When asked if justices should continue to be allowed to serve as long as they want, or should they only serve for a limited term, 72 percent said they should serve for a limited term while 25 percent said they should serve as long as they want.

In addition, 62 percent said Americans should have the ability to vote justices off the US Supreme Court while 34 percent said "no."

Half of the respondents approved the US Supreme Court's decision to legalise same-sex marriage while 43 percent said they don't.

When asked about President Obama's performance, 48 percent said they disapprove while 47 percent they approve. His approval rating went up from 44 percent in the same poll conducted last June.
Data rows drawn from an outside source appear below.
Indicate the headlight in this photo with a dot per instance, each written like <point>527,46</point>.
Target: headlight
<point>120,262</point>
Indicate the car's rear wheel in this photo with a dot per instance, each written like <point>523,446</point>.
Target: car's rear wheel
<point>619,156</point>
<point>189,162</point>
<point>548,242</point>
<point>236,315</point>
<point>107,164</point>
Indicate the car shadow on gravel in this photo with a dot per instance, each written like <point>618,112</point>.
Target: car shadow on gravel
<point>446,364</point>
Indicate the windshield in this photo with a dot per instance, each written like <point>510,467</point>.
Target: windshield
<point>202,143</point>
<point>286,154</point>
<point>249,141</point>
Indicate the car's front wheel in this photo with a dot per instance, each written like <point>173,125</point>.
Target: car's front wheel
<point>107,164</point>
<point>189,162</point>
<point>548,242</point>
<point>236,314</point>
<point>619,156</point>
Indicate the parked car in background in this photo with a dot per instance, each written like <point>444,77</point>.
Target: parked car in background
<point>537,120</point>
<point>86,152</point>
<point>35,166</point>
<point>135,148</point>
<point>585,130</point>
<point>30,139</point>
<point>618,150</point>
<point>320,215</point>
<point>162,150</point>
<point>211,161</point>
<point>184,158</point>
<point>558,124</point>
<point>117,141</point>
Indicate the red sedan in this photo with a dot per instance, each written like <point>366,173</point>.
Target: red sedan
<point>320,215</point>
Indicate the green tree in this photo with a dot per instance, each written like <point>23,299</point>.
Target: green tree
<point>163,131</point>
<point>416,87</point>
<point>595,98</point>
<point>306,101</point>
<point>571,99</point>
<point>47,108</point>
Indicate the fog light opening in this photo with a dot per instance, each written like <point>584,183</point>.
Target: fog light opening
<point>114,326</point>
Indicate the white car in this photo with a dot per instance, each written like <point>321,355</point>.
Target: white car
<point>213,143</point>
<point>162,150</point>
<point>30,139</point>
His disapproval rating went down from 50 percent last June.

Respondents were also asked about Donald Trump's call to have a wall on the US-Mexico border and his comments that Mexico is "sending people that have lots of problems...They're bringing drugs. They're bringing crime. They're rapists. And some, I assume, are good people."
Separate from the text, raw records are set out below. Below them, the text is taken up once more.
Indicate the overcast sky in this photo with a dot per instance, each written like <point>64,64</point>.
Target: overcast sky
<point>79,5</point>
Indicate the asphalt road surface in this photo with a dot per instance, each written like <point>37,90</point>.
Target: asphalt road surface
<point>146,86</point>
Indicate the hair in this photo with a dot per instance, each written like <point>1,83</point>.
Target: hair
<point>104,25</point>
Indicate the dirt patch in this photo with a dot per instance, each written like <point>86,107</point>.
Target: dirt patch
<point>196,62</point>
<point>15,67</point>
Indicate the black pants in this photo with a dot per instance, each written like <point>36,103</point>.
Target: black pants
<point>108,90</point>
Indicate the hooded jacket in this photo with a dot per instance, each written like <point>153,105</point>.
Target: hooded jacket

Fifty-three percent said he is wrong on the issue while 44 percent said he is right.

More than half, 54 percent, dismissed Trump, calling him a "loudmouth" while 34 percent said they admire him for his guts.

Meanwhile, 49 percent said Congress should move on from its investigation of then-Secretary Hillary Clinton's handling of the Benghazi, Libya attack while 47 percent said it should continue investigating.

Among likely Republican primary voters, 18 percent said they want Trump as the Republican presidential nominee followed by Scott Walker with 15 percent support, Jeb Bush 14 percent, Rand Paul 8 percent, Ben Carson 6 percent, Ted Cruz 4 percent, Mike Huckabee 4 percent, Chris Christie 3 percent and John Kasich 2 percent.

Among likely Democratic primary voters, Clinton was the runaway winner with 56 percent support followed by Bernie Sanders with only 19 percent, Joe Biden 8 percent and Martin O'Malley and Lincoln Chafee with 1 percent each.

Asked what they feel about organised religion's influence in the US, 53 percent it is losing while 10 percent said it is gaining. A total of 34 percent said it is still the same.

On gaining influence, 51 percent said it is bad while 42 percent said it is good. On organised religion losing influence, 73 percent it is bad while 18 percent said it is good.

Among respondents, 56 percent said they fell that Christianity is under attack in the United States while 42 percent said "no."